Da più di 40 anni è il villaggio dei murales. Da 60 anni, da quando Marcello Farina ha detto messa, è pure il luogo del cuore di un celebre prete-filosofo-scrittore. Da sempre, vale a dire dal XIII secolo, è la patria dei nobili Crosina qui rifugiati da Padova per sfuggire alla tirannide di Ezzelino da Romano.
Seccate le radici, nel 1752 i Crosina hanno lasciato tutti i loro averi «agli orfani maschi della città di Trento». Da qui l’origine della fondazione Crosina (cui poi furono aggiunti i cognomi Sartori-Cloch) tuttora operativa.

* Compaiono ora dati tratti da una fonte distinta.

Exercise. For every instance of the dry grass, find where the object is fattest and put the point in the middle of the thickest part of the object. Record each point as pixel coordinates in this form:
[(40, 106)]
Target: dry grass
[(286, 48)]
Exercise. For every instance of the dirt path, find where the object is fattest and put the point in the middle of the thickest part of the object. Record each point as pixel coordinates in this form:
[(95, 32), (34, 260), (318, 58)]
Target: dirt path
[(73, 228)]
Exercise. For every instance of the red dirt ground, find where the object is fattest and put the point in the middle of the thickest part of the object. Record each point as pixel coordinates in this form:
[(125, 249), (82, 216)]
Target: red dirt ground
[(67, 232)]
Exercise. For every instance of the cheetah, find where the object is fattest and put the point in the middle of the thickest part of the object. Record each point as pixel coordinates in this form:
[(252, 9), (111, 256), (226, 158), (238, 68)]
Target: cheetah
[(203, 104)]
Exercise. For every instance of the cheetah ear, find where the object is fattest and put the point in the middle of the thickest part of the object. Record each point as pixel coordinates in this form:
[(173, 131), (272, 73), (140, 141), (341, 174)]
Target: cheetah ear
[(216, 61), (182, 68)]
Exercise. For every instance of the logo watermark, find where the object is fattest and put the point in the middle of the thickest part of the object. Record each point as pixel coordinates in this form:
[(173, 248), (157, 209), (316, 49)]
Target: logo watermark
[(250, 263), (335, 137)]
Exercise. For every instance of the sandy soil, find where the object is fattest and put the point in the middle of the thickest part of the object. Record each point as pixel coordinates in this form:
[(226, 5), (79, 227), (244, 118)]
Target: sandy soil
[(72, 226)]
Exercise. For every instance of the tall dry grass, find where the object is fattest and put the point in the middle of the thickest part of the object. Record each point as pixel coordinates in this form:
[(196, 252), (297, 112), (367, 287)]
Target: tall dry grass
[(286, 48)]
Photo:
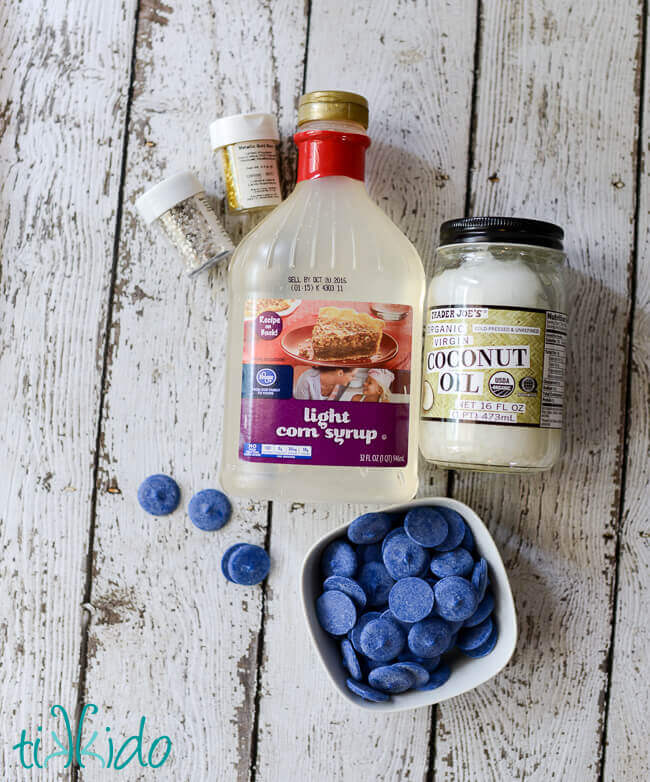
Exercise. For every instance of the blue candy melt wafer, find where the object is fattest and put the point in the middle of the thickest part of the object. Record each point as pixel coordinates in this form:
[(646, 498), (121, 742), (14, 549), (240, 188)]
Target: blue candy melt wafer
[(485, 608), (429, 663), (389, 678), (457, 562), (472, 637), (480, 578), (209, 510), (403, 557), (455, 529), (390, 616), (438, 677), (468, 539), (486, 648), (226, 559), (370, 553), (426, 526), (355, 634), (336, 612), (159, 495), (350, 660), (348, 586), (366, 692), (248, 565), (456, 598), (376, 582), (339, 559), (370, 528), (419, 672), (391, 534), (411, 599), (429, 638), (382, 640)]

Eccoci dunque nel Bleggio, terra di noci e di patate; e pure di mais (che contribuisce a far girare il molino della celebre farina di Storo). Terra di preti che si sono distinti, a cominciare da don Lorenzo Guetti (1847-1898), il fondatore della cooperazione trentina che proprio da queste parti avviò la prima «Società cooperativa di Smercio e Consumo» (Villa di Bleggio, 28 settembre 1890) e la prima cassa Rurale (Quadra di Bleggio, 1892). Lo stesso don Guetti, eletto parlamentare a Vienna, si prodigò per la fabbrica dell’Ospitale-Ricovero a Santa Croce di Bleggio, del quale non vide la conclusione. Toccò al suo successore, Giovanni Battista Lenzi da Torcegno (1841-1917), avviare l’attività (1902) con l’aiuto di cinque suore «della Misericordia» arrivate da Verona (1905) e proseguita con l’apertura (1933-1964) di un reparto per la cura della Tbc.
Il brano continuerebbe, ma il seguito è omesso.